Regarding the variations in the quality of semen analysis, several papers have critically reviewed the diverse semen analysis results from a large number of studies carried out in different races and geographical areas over a long period of time. Most of these studies indicate decreased semen quality, especially sperm concentration (counts to less than 50%) and morphology between the years 1940 – 1990 (1). Nevertheless, the major problem of these meta-analyses is the use of collected data from different regions done in different time intervals with a wide range of methods and different levels of standardization. Most of these studies have problems in their case inclusion criteria, number of cases, size of the study and the employed techniques for semen analysis, which could negatively affect the results severely. As an example, many companies that provide external quality control for andrology laboratories, such as UK-NEQAS, have shown that in spite of the current WHO guidelines for semen analysis, the evaluated laboratories, inside and outside UK, are using different procedures and criteria for semen analysis. For example, WHO has recommended the use of improved Neubauer or Makler chamber to determine sperm counts, however, the reported chambers used by laboratories include: 1- Burker-turk, 2- Fast Read, 3- Fuchs Rosenthar, 4- Horwell, 5- Improved Neubauer, 6- Ieja, 7- Makler, 8- Microcell, 9- SQA-A, 10- CASA, 12- Weber or other local chambers and even without any chamber that may severely influence the accuracy of the results and also the criteria for the evaluation of sperm morphology and motility.
The major problems faced in semen analyses are both their interpretations that are prone to subjective judgment and the difficulty to standardize them in the absence of absolute quantitative values for each parameter.

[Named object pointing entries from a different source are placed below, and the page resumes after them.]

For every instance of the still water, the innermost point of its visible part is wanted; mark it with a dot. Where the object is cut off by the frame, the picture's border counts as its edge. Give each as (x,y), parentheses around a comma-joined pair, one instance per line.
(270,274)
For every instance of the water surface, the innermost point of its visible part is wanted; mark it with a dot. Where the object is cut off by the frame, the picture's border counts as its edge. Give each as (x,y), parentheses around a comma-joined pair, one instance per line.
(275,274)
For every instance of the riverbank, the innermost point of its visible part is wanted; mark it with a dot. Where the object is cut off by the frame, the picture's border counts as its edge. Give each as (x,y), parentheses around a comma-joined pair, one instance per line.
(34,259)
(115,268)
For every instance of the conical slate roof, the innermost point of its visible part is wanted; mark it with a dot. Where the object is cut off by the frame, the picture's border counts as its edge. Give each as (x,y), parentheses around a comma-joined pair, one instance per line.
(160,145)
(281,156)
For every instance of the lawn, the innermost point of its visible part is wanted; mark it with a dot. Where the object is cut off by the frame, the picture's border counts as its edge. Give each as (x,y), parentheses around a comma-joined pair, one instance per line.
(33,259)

WHO published a manual to address the wide variations in procedures and results of semen analysis between individuals and laboratories. The WHO laboratory manual for semen analysis has remained as the Bible of andrology in both research and clinic. Despite being an imperfect tool in the work-up of infertile couples, it has a critical role in providing standards for andrology laboratories (2, 3).
One of the most important roles of this manual is to provide a simplified method to determine sperm concentration, motility and morphology with high accuracy and precision in laboratories with minimum levels of facility and staff and with limited scientific or practical skills. Five editions of the manual have been published so far (1980, 1987, 1992, 1999 and 2010) and the new 2010 edition provides more specific guidelines for the analysis of sperm parameters and more detailed information on each parameter in comparison with previous editions. In this version, new tests for the evaluation of sperm functions have been included in a chapter titled “Research Procedures” (4).
Application of new values in the 2010 WHO laboratory manual, especially for normal forms of sperm morphology, has been kept very low as they could severely change the clinical management of patients. Therefore, most cases that were categorized as male factor infertility in the past are now considered in the normal range with no need for further medical or clinical intervention except the time for a natural conception. In contrast to WHO 2010, the values in the previous versions were too high leading to irrelevant diagnosis and unnecessary treatment of healthy men who were falsely diagnosed as subfertile men.
To obtain normal semen parameters for the new version, a large sample size (4500 men) was selected from 14 countries in 4 continents. Despite taking into account all the probable confounding factors in case selection, data analysis and statistical methods, the new version contains some values with several unspecified points that have to be outlined here. For example, one can not contently categorize fertile and infertile men based on the narrow difference in values for sperm normal morphology, respectively 4% and 2%, or the narrow difference between the values for abnormal forms, respectively 96% and 98%, to achieve normal pregnancy or to be a candidate for ART. Whether or not we can regard normal sperm morphologies greater than 3% as a tool for ruling out male factor infertility in such cases remains to be explored and similar concerns about the new 2010 version have to go through the test of time and further in-depth studies.